Меня зовут Арман. Я странник, писатель, собиратель историй, хотя сам я давно уже не знаю, что есть история, а что — вымысел. В свои пятьдесят с хвостиком я обошёл всю степь от Алтая до Каспия, записывал на бересте, на бумаге, на диктофоне всё, что слышал от стариков, от детей, от ветра.
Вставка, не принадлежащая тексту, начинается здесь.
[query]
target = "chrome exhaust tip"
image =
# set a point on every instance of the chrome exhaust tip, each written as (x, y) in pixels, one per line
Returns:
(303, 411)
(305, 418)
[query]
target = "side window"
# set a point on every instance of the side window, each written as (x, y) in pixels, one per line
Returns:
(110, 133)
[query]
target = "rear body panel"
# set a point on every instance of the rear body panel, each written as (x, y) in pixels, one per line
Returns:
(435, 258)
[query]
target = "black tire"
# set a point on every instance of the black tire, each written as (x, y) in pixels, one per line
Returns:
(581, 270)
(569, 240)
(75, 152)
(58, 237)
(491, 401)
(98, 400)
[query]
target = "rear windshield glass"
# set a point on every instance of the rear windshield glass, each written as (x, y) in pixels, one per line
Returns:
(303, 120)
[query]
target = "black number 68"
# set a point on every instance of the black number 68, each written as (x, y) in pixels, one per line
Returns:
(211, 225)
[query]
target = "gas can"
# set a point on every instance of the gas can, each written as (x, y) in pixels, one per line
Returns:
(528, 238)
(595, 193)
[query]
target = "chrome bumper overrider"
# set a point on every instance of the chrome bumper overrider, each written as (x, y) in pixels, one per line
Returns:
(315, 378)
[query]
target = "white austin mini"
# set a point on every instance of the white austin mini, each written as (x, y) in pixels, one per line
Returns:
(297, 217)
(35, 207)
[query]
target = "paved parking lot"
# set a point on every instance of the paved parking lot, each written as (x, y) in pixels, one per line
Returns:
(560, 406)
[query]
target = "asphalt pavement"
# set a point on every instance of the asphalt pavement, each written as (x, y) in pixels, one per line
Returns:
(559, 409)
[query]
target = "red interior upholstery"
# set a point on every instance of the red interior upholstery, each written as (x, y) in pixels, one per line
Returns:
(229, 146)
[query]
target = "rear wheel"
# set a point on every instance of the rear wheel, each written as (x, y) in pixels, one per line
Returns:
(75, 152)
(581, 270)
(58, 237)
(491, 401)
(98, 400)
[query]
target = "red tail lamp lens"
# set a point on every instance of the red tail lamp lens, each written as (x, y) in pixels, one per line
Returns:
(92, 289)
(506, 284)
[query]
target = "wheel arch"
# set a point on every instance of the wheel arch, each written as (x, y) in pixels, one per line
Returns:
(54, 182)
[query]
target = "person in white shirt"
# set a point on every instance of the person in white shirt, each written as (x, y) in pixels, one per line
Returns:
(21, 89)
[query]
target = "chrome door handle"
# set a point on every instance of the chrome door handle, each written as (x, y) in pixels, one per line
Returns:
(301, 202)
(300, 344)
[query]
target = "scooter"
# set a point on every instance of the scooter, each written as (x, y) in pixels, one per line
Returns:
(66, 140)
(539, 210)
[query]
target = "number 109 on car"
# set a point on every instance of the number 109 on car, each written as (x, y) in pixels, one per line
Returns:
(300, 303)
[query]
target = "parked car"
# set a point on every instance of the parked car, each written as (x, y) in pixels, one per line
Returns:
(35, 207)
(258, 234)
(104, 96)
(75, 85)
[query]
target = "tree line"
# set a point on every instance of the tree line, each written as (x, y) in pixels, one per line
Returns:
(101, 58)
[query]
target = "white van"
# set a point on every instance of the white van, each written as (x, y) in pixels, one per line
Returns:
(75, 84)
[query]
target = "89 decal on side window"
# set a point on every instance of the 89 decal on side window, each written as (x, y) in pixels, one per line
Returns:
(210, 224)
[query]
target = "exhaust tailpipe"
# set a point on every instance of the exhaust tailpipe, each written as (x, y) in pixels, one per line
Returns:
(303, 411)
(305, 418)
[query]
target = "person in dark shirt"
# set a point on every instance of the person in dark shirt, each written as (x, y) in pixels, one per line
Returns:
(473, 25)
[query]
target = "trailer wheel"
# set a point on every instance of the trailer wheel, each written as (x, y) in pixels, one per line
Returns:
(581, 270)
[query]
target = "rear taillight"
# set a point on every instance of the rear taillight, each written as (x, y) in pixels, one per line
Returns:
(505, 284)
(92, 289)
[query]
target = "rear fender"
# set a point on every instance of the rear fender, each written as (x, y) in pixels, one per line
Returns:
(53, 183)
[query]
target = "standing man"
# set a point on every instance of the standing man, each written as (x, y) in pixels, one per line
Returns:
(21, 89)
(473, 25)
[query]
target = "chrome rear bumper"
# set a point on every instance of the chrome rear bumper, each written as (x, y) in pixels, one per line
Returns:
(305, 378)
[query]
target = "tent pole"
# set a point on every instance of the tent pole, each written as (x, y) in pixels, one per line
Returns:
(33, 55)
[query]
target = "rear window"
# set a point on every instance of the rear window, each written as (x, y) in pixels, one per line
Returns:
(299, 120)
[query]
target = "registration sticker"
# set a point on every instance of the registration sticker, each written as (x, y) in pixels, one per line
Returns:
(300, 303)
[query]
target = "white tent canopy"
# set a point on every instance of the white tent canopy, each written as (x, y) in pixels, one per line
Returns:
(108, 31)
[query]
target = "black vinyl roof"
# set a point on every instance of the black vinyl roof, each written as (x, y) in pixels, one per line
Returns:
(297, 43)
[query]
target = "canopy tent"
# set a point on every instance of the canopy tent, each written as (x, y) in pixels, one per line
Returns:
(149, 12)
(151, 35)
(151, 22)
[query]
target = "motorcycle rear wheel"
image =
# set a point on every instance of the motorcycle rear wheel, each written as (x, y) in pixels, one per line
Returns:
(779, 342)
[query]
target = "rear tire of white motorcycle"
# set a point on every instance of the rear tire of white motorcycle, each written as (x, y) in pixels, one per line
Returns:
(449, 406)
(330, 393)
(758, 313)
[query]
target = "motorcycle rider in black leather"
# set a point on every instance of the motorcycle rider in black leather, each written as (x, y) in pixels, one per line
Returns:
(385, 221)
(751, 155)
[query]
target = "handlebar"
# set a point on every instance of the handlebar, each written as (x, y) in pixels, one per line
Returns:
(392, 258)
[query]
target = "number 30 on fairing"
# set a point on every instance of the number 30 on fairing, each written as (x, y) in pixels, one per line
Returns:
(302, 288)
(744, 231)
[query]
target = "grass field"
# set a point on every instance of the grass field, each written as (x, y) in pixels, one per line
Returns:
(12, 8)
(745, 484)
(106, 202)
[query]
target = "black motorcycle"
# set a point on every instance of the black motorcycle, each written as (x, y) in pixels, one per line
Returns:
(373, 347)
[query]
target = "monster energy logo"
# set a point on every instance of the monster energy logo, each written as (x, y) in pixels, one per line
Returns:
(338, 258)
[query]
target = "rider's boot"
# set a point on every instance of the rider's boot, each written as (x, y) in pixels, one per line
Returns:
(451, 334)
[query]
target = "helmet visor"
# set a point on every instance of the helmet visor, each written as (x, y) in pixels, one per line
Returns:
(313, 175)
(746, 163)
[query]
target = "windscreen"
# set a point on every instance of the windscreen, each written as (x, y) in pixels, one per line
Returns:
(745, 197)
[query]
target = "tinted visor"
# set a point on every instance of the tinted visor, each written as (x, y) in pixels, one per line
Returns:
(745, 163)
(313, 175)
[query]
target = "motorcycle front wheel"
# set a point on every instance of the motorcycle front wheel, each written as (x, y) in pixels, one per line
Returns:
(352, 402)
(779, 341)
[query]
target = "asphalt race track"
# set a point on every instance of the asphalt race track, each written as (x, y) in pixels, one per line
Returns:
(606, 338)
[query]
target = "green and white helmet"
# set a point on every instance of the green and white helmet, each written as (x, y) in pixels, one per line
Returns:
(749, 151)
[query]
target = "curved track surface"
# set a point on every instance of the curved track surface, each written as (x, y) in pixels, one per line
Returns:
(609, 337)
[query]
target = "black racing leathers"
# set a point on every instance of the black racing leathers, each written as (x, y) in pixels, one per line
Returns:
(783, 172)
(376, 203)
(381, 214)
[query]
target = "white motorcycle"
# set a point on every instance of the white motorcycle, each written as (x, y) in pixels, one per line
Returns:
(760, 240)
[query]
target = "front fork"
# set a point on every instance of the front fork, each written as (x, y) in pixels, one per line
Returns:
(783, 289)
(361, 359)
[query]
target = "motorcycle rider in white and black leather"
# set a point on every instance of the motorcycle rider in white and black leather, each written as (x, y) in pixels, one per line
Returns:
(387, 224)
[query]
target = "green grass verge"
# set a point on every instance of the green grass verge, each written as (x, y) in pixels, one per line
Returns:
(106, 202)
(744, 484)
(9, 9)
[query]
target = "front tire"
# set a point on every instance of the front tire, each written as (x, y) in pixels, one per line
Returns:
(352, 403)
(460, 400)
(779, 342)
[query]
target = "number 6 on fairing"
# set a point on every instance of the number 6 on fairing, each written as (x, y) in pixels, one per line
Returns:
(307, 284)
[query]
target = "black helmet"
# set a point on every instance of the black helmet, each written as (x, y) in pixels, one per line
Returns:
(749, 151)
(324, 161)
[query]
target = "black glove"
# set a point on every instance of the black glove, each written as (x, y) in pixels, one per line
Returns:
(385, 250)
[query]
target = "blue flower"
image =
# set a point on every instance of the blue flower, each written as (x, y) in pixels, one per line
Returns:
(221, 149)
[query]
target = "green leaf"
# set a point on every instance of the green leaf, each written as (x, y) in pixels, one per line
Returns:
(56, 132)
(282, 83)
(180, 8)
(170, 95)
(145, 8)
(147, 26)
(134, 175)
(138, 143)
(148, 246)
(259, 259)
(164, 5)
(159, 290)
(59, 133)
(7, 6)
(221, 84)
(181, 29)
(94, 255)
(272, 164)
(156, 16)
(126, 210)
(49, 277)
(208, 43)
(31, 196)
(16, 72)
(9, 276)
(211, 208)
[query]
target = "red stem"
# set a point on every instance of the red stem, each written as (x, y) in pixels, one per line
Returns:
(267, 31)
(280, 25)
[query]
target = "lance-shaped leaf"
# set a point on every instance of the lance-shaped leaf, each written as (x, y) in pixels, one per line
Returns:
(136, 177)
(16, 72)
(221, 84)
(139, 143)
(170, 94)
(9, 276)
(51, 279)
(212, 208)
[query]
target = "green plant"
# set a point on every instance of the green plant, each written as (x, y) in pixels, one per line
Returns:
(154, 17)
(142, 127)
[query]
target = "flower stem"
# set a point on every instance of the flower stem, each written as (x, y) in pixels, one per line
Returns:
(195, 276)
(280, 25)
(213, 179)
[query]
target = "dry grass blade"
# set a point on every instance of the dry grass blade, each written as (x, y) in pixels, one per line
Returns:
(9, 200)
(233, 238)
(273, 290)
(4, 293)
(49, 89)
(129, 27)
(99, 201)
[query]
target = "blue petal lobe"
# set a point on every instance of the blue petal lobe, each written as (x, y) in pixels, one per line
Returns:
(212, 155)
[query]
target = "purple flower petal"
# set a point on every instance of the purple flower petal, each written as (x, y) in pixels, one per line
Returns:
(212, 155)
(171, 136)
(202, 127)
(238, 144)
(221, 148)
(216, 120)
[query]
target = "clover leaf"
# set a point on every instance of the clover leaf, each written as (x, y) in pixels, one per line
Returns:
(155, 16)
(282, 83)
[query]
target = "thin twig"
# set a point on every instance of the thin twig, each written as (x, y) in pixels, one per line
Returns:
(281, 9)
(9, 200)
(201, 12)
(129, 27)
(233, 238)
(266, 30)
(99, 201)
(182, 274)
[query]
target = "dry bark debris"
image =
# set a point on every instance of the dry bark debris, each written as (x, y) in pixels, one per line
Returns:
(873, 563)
И каждый раз, когда я думал, что нашёл начало, я натыкался на новый слой, как при раскопках древнего городища, где под одним фундаментом лежит другой, а под ним — третий, а под третьим — глина, в которой отпечатались пальцы человека, жившего так давно, что у него ещё не было имени.
Вот и сейчас: я сижу на берегу, перебираю камни, и каждый из них — как плотный комок времени, сжатый в тисках веков. Я закрываю глаза, и камни начинают говорить. Не словами — образами, запахами, звуками. Я слышу детский плач, который вдруг обрывается и переходит в звонкий смех; я чую запах самана и конского навоза, смешанный с полынью; я вижу глиняную стену, на которой дрожит тень от очага. И в этой тени, как в колодце, отражается лицо — белое, как молоко, с глазами, которые смотрят сквозь меня, сквозь время, сквозь все мои вопросы, на которые нет ответов.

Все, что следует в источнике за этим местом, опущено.